BRUSSELS • Volatile markets and an acquisition in Brazil prompted Heineken, the world's second-largest brewer, to warn that its profitability this year would improve by less than the target it had set for the previous three years.
The Dutch brewer, whose Heineken lager is the top seller in Europe, had a target of increasing its operating margin by 40 basis points per year between 2014 and last year, but said it expected this margin to rise by 25 basis points this year.
Last year, Heineken's margins expanded by only 14 basis points, weighed down by the acquisition of the loss-making Brazilian business of Japanese rival Kirin. But Heineken said it was encouraged by the performance of its new Brazilian unit, the purchase of which made it the second-largest brewer in the country behind Anheuser-Busch InBev.
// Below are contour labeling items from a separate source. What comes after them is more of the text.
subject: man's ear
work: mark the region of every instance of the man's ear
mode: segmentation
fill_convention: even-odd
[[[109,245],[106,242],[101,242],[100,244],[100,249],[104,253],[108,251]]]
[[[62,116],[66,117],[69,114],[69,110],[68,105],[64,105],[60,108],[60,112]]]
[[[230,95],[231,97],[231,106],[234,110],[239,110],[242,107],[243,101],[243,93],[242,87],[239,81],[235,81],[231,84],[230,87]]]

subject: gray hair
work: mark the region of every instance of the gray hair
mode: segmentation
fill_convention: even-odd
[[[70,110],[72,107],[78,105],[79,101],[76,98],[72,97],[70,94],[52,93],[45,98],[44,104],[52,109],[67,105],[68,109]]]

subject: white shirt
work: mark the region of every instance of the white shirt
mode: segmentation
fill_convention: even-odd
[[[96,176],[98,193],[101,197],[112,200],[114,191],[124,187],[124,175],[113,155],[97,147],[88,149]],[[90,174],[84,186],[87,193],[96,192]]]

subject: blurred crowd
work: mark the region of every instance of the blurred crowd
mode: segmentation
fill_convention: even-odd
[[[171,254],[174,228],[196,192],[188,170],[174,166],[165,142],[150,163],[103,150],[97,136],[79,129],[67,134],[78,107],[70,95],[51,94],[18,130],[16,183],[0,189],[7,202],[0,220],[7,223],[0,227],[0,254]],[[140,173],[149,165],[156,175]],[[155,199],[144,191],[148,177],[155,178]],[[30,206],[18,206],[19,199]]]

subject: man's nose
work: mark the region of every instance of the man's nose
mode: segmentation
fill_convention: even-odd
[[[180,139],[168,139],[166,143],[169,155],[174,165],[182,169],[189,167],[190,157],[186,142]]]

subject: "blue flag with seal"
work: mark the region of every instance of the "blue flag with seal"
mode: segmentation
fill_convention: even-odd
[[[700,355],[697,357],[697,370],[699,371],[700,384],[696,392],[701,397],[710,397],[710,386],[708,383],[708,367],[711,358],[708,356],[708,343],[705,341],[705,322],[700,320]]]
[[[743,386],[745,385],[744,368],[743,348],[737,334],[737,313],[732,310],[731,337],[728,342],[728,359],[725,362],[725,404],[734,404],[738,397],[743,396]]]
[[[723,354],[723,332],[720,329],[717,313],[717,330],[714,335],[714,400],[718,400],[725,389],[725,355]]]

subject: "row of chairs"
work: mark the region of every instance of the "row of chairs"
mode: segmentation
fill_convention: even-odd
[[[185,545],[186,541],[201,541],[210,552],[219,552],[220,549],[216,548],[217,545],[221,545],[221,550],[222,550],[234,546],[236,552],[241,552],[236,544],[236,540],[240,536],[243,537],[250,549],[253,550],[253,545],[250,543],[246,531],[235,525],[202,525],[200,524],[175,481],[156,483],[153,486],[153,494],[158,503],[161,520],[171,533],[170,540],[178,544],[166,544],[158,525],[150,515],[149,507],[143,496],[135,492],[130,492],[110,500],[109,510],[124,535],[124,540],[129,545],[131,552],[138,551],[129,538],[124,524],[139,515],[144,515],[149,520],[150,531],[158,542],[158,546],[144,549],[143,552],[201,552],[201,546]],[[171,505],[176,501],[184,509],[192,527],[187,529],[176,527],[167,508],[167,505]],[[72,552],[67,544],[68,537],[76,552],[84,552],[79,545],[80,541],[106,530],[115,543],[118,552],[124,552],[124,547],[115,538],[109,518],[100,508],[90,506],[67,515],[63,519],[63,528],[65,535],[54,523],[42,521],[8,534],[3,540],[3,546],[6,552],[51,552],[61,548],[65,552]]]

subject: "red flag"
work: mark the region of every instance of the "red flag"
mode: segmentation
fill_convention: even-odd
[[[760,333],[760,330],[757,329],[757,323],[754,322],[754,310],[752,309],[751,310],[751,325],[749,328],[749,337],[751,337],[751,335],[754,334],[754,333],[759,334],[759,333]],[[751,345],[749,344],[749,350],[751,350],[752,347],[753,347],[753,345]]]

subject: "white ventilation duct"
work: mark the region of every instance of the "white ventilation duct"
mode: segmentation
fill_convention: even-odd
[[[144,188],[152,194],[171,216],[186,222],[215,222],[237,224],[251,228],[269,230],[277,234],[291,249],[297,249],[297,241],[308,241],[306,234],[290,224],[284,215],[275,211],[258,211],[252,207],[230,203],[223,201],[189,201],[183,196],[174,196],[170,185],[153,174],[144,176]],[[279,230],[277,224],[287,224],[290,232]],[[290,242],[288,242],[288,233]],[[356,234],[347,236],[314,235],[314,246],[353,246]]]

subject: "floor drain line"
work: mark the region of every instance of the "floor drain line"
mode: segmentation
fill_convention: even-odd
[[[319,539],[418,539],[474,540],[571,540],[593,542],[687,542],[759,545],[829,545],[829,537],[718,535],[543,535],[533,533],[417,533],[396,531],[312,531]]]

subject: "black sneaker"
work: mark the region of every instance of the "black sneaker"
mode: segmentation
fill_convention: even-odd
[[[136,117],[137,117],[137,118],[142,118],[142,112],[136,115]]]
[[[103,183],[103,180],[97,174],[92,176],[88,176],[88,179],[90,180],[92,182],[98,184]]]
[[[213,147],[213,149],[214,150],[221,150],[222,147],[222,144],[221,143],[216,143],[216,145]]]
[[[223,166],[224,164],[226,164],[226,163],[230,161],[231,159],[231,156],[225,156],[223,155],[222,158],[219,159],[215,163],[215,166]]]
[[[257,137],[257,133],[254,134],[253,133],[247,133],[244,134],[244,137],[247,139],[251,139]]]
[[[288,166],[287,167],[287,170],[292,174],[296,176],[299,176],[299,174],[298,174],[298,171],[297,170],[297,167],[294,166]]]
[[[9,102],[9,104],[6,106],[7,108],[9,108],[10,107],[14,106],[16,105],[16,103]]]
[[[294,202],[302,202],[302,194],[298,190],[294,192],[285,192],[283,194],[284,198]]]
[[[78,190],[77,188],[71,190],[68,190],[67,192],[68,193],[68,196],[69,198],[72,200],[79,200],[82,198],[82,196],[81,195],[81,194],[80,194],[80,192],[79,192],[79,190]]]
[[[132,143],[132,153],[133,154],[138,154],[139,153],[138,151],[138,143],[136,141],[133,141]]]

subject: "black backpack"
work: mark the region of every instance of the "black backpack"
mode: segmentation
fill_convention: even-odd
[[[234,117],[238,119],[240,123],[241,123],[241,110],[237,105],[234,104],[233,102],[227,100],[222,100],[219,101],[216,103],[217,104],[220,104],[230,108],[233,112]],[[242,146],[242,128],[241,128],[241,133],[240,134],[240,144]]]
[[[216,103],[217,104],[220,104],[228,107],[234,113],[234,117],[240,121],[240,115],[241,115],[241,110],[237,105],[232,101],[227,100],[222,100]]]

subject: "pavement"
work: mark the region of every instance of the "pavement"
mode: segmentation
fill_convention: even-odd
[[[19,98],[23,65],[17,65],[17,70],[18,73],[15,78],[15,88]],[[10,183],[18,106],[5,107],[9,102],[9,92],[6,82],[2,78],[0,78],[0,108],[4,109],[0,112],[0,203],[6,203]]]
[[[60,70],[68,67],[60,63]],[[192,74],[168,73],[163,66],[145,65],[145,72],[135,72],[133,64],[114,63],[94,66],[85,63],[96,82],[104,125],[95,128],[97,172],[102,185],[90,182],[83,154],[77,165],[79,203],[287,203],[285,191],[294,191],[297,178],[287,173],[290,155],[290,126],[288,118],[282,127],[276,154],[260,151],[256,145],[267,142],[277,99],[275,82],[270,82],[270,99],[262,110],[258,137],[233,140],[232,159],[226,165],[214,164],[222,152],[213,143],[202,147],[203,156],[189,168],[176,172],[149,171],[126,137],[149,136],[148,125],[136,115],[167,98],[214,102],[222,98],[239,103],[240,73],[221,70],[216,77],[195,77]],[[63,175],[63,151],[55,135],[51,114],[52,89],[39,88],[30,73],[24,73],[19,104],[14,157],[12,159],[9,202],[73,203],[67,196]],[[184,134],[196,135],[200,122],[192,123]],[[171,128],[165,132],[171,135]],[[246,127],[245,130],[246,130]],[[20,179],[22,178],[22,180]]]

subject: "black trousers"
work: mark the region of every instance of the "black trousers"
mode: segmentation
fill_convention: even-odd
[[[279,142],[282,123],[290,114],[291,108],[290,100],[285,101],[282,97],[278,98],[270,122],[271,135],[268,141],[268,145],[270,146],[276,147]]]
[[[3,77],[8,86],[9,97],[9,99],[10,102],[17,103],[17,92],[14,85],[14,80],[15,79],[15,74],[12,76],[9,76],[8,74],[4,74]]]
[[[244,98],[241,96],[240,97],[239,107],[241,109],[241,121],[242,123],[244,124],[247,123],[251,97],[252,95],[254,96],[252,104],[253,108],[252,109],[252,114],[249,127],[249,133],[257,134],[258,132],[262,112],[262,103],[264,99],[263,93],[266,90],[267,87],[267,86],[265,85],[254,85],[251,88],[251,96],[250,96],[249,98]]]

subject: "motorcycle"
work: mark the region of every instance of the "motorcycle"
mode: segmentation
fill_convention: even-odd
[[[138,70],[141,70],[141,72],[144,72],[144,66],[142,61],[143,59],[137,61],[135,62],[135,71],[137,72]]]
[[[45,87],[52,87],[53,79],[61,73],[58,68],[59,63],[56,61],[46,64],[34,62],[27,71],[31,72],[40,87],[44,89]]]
Heineken has gained in recent years from strong performances in its two largest markets - Mexico and Vietnam.
But it has faced struggles in Africa, notably Nigeria, where weak economic growth and low consumer sentiment have depressed beer consumption.
The brewer of Tiger and Sol lagers and Strongbow cider said beer volumes increased in all of its business regions last year, though growth in Europe was almost flat.
For the group as a whole, operating profit before one-offs last year came in at €3.76 billion (S$6.1 billion), a gain of 6.2 per cent.